2013年8月17日(土) 夜11時
【再放送】2013年8月24日(土)午前0時45分
※金曜日深夜    

届かぬ訴え
~空襲被害者たちの戦後~

太平洋戦争中の空襲で重い傷を負った「戦災傷害者」は全国で48万人にのぼる。戦後長らく後遺症や差別に苦しみ、経済的に苦しい生活を強いられてきたが、国は「戦災は国民ひとしく受忍すべき」「国との雇用関係がない」という理由で、ほとんど何の救済も行ってこなかった。

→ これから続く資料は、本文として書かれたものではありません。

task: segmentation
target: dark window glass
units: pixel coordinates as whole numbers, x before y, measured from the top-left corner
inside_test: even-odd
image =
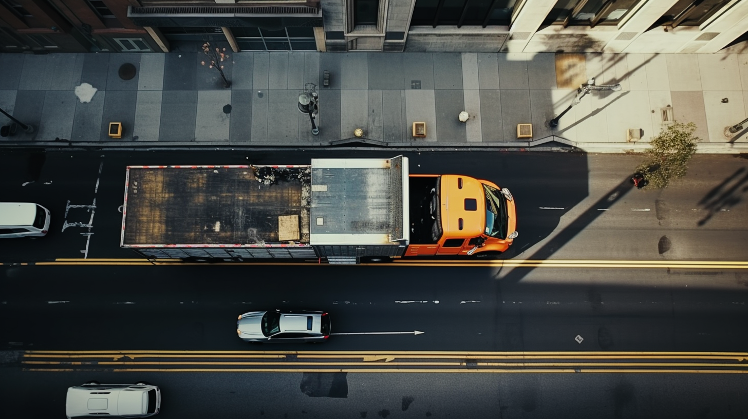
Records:
[[[699,26],[730,2],[730,0],[681,0],[663,15],[660,25]]]
[[[31,13],[24,9],[16,0],[0,0],[0,4],[4,4],[7,8],[13,10],[18,16],[32,17]]]
[[[232,28],[231,33],[238,38],[260,37],[260,29],[257,28]]]
[[[416,0],[413,7],[413,19],[411,25],[433,25],[434,16],[436,16],[436,8],[439,0]]]
[[[34,34],[28,35],[28,37],[38,43],[39,46],[43,46],[44,48],[57,48],[57,45],[53,43],[49,38],[45,37],[44,35]]]
[[[376,25],[379,0],[353,0],[354,25]]]
[[[309,334],[307,333],[281,333],[273,336],[273,339],[299,339],[310,337]]]
[[[141,39],[130,40],[132,40],[132,43],[134,43],[135,46],[138,48],[138,49],[140,49],[141,51],[150,50],[150,47],[148,46],[148,44],[146,43],[145,41],[144,41]]]
[[[346,35],[343,31],[327,31],[325,32],[325,37],[328,40],[343,40],[346,39]]]
[[[159,26],[162,34],[223,34],[221,28],[212,26]]]
[[[43,208],[37,205],[37,215],[34,217],[34,227],[42,229],[44,228],[44,222],[46,221],[46,211]]]
[[[272,336],[280,331],[280,314],[277,311],[268,311],[263,315],[261,320],[263,334]]]
[[[294,51],[316,51],[317,44],[313,40],[291,40],[291,49]]]
[[[439,12],[438,25],[457,25],[465,5],[465,0],[444,0]]]
[[[488,18],[488,25],[509,25],[512,23],[512,13],[514,12],[516,0],[506,0],[496,2],[494,10]]]
[[[468,0],[463,25],[482,25],[493,0]]]
[[[286,28],[289,38],[313,38],[313,28]]]
[[[86,2],[101,17],[114,17],[114,13],[101,0],[86,0]]]
[[[263,40],[236,40],[236,43],[242,51],[267,51]]]
[[[436,24],[483,25],[509,25],[517,0],[444,0],[441,10],[438,9],[439,0],[416,0],[411,25],[434,25],[434,17],[438,16]]]
[[[260,29],[260,31],[263,33],[263,37],[264,38],[288,37],[288,36],[286,34],[286,29],[280,29],[280,31],[269,31],[267,29]]]
[[[465,242],[465,239],[447,239],[444,240],[444,248],[461,248],[462,243]]]
[[[156,390],[151,389],[148,391],[148,410],[146,411],[147,413],[156,413]]]
[[[560,25],[616,25],[641,0],[559,0],[544,22]]]
[[[291,46],[288,41],[283,40],[265,40],[265,45],[268,46],[268,51],[290,51]]]

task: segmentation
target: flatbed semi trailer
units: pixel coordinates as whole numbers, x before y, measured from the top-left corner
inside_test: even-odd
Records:
[[[491,217],[482,182],[411,175],[402,156],[128,166],[120,245],[148,259],[331,263],[503,251],[516,236],[513,198],[496,186]]]

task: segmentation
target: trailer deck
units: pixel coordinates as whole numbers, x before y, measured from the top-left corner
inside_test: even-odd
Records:
[[[269,167],[128,166],[122,247],[308,245],[310,166]]]
[[[408,160],[313,159],[311,242],[392,245],[406,242]]]

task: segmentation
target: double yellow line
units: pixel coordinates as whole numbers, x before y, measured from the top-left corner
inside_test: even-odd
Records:
[[[748,373],[748,352],[26,351],[26,371]]]
[[[223,262],[211,265],[236,265],[236,263]],[[319,265],[330,266],[317,261],[306,263],[276,261],[276,262],[243,262],[244,265]],[[66,265],[125,265],[125,266],[179,266],[206,265],[204,263],[183,262],[179,259],[160,259],[149,261],[145,259],[55,259],[50,262],[34,262],[18,263],[18,265],[66,266]],[[476,266],[497,268],[662,268],[662,269],[746,269],[748,261],[692,261],[692,260],[423,260],[416,259],[397,259],[392,263],[378,263],[378,266]]]

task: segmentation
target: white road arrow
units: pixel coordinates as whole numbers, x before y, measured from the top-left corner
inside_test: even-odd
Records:
[[[350,333],[331,333],[330,334],[423,334],[425,331],[414,330],[413,331],[353,331]]]

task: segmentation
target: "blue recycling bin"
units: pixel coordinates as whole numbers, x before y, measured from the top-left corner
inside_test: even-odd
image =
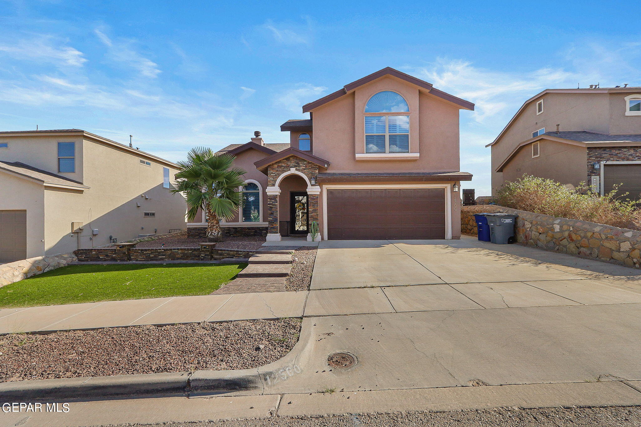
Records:
[[[479,214],[474,214],[474,220],[476,221],[477,234],[479,240],[481,241],[491,241],[490,238],[490,225],[487,223],[487,218],[485,215],[489,214],[488,212]]]

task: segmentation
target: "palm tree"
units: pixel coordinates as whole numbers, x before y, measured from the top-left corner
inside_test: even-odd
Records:
[[[221,220],[230,218],[242,204],[246,172],[232,168],[235,157],[229,154],[215,156],[211,149],[197,147],[190,150],[186,161],[179,161],[172,193],[181,193],[187,203],[187,219],[193,221],[199,209],[206,213],[207,240],[221,241]]]

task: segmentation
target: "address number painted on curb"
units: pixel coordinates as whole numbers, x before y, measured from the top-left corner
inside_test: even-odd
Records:
[[[287,381],[290,377],[296,374],[303,372],[303,369],[298,365],[292,365],[281,367],[278,371],[274,371],[269,373],[265,374],[265,380],[267,382],[267,385],[274,385],[281,381]]]

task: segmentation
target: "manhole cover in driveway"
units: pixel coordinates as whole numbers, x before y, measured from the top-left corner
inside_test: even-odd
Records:
[[[356,357],[349,353],[335,353],[328,357],[327,364],[337,369],[346,369],[356,364]]]

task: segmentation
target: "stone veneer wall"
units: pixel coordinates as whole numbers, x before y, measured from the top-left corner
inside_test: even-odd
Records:
[[[595,169],[595,161],[634,161],[641,160],[640,147],[588,147],[588,184],[590,177],[601,175],[601,170]],[[612,189],[610,188],[610,189]],[[606,191],[608,191],[606,189]]]
[[[267,235],[267,226],[263,227],[223,227],[222,237],[245,238],[265,237]],[[207,237],[207,228],[205,227],[188,227],[187,238],[204,238]]]
[[[209,261],[224,258],[249,258],[255,250],[200,248],[88,248],[76,249],[79,261]]]
[[[58,254],[0,264],[0,287],[37,274],[64,267],[76,260],[73,254]]]
[[[495,205],[480,205],[463,207],[462,232],[476,236],[474,214],[483,212],[519,215],[515,236],[522,245],[641,268],[641,232]]]

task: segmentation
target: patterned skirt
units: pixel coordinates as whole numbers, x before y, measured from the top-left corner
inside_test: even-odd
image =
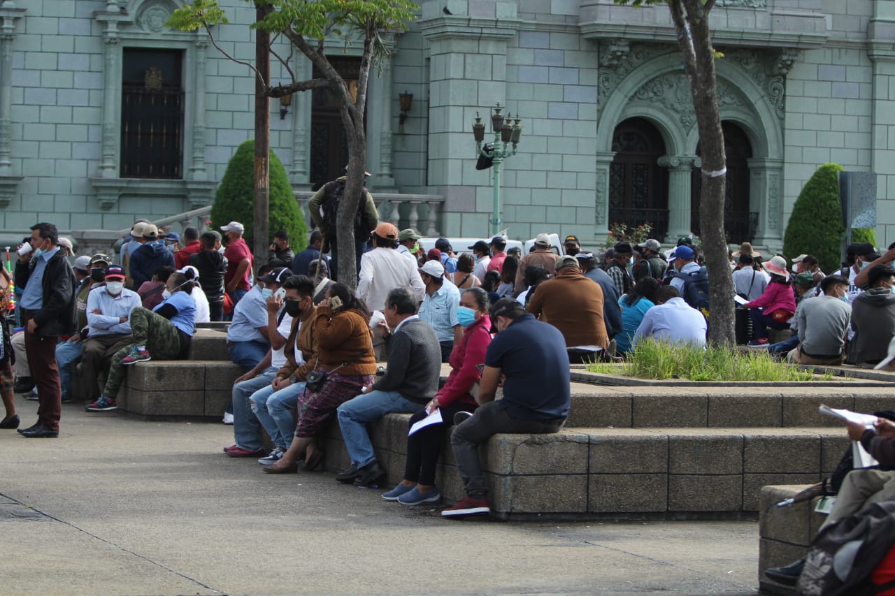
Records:
[[[325,370],[325,369],[320,369]],[[327,381],[317,393],[304,390],[298,398],[296,437],[317,437],[336,408],[361,395],[362,387],[370,387],[373,375],[343,375],[328,372]]]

名古屋空襲で左目を失った杉山千佐子さん(97歳)は、国による実態調査と救済を求める活動のかたわら、全国の戦傷者の姿を8ミリフィルムに収めてきた。これまでほとんど公開されてこなかった貴重なフィルムには、戦傷者たちが戦後歩んできた想像を絶する“苦難の人生”と、国への“失望”や“怒り”が赤裸々に記録されている。
しかしいま、空襲被害者は高齢となり、多くの人が亡くなっている。2007年以降、東京と大阪の空襲被害者が国家補償を求めて訴訟を起こしたが、最高裁は今年、原告の訴えを退けた。さらに、国会で援護法の成立をめざす運動も続けられてきたが、最初の法案提出から40年以上たったいまも実現にいたっていない。
戦後70年近く、忘れられてきた戦災傷害者。番組では、杉山さんの8ミリフィルム、そして今も生きる空襲被害者の証言から、彼らの人生と思いを描き、国は空襲による戦災傷害者にどう向き合うべきか、“戦後補償の空白”を問いかける。